Analytics/Archive/Infrastructure/status

This page is archived! Find up-to-date documentation at https://wikitech.wikimedia.org/wiki/Analytics

Last update on: 2013-08-monthly

2012-05-22[edit]

First 10 Cisco boxes are available. Just puppetized a generic Java installation.

2012-06-06[edit]

Hadoop is up and running (under CDH3). http://analytics1001.wikimedia.org:50070/dfshealth.jsp

2012-06-08[edit]

Testing and benchmarking different hadoop parameters. Using TestDSFIO and Terasort benchmarks. Learning!

2012-05-monthly[edit]

Cluster planning continues smoothly: David Schoonover has begun writing architecture and dataflow documentation. Cluster setup began in earnest mid-month when the Operations team delivered 10 machines from a 2011 Cisco hardware grant. Andrew Otto and David set up the systems, user environments, and software dependencies. They began begin testing Cassandra, Hadoop, and Hbase, to evaluate which best meets the storage needs of the cluster's batch and stream processing systems.

2012-06-03[edit]

At the Berlin Hackathon, Diederik van Liere and Dave Schoonover gathered community input on analytics plans, and gave a few ad hoc presentations about the upcoming changes to the data-processing workflow.

2012-06-29[edit]

Andrew Otto has performed several preliminary benchmarks on a 10 node CDH3 cluster. We plan to do more benchmarking with CDH 4 and Datastax Enterprise.

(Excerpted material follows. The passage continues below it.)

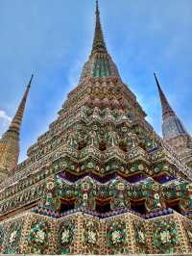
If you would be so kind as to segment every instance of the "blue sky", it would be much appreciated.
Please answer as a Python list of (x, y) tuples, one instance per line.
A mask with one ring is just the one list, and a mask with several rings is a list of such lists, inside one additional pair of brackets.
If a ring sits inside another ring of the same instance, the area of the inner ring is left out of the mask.
[[(108, 52), (155, 130), (161, 110), (154, 71), (192, 132), (192, 1), (100, 0)], [(21, 131), (20, 161), (57, 118), (90, 53), (94, 0), (0, 1), (0, 134), (35, 75)]]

Focused has recently switched to building, testing and deploying Facebook's scribe as an eventual replacement for udp2log. We are investigating the use of scribe initially for Lucene search query logging.

2012-06-monthly[edit]

Andrew Otto has performed several preliminary benchmarks on a 10 node CDH3 cluster. We plan to do more benchmarking with CDH 4 and Datastax Enterprise.

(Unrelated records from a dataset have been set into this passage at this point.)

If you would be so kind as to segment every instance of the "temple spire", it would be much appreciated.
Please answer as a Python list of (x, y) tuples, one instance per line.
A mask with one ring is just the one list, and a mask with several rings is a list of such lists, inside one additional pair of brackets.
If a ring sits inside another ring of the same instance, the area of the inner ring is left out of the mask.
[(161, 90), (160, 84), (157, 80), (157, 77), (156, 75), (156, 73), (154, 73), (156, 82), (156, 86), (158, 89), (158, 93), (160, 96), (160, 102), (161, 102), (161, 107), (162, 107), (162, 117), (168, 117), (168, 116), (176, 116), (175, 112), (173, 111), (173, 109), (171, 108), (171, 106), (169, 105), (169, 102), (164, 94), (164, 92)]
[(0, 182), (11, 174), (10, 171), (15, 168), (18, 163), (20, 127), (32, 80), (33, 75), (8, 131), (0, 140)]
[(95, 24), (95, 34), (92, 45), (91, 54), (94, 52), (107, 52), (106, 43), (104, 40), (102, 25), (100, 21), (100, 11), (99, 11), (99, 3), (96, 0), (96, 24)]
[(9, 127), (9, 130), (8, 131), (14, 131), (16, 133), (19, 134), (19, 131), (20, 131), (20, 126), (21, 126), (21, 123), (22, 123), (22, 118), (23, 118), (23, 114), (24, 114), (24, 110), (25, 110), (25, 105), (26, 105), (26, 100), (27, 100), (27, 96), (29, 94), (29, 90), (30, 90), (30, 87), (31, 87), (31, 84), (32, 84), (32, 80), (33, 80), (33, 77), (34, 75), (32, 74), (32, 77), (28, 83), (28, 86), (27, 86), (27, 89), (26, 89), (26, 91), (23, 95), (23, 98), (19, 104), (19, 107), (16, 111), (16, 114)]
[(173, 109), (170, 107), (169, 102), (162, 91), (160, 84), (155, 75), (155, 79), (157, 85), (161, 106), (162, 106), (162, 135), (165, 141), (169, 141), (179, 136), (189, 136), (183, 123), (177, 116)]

Focused has recently switched to building, testing and deploying Facebook's scribe as an eventual replacement for udp2log. We are investigating the use of scribe initially for Lucene search query logging.

2012-07-monthly[edit]

Researching and evaluating udp2log replacements for getting data into Kraken cluster. Document in progress here: Analytics/Distributed_Logging_Solutions.

2012-08-monthly[edit]

Otto and Dave concluded their research into distributed logging systems to replace udp2log for Kraken; we'd like to believe the proposal is technical-yet-readable, with a rough charm and boundless love — much like all engineering.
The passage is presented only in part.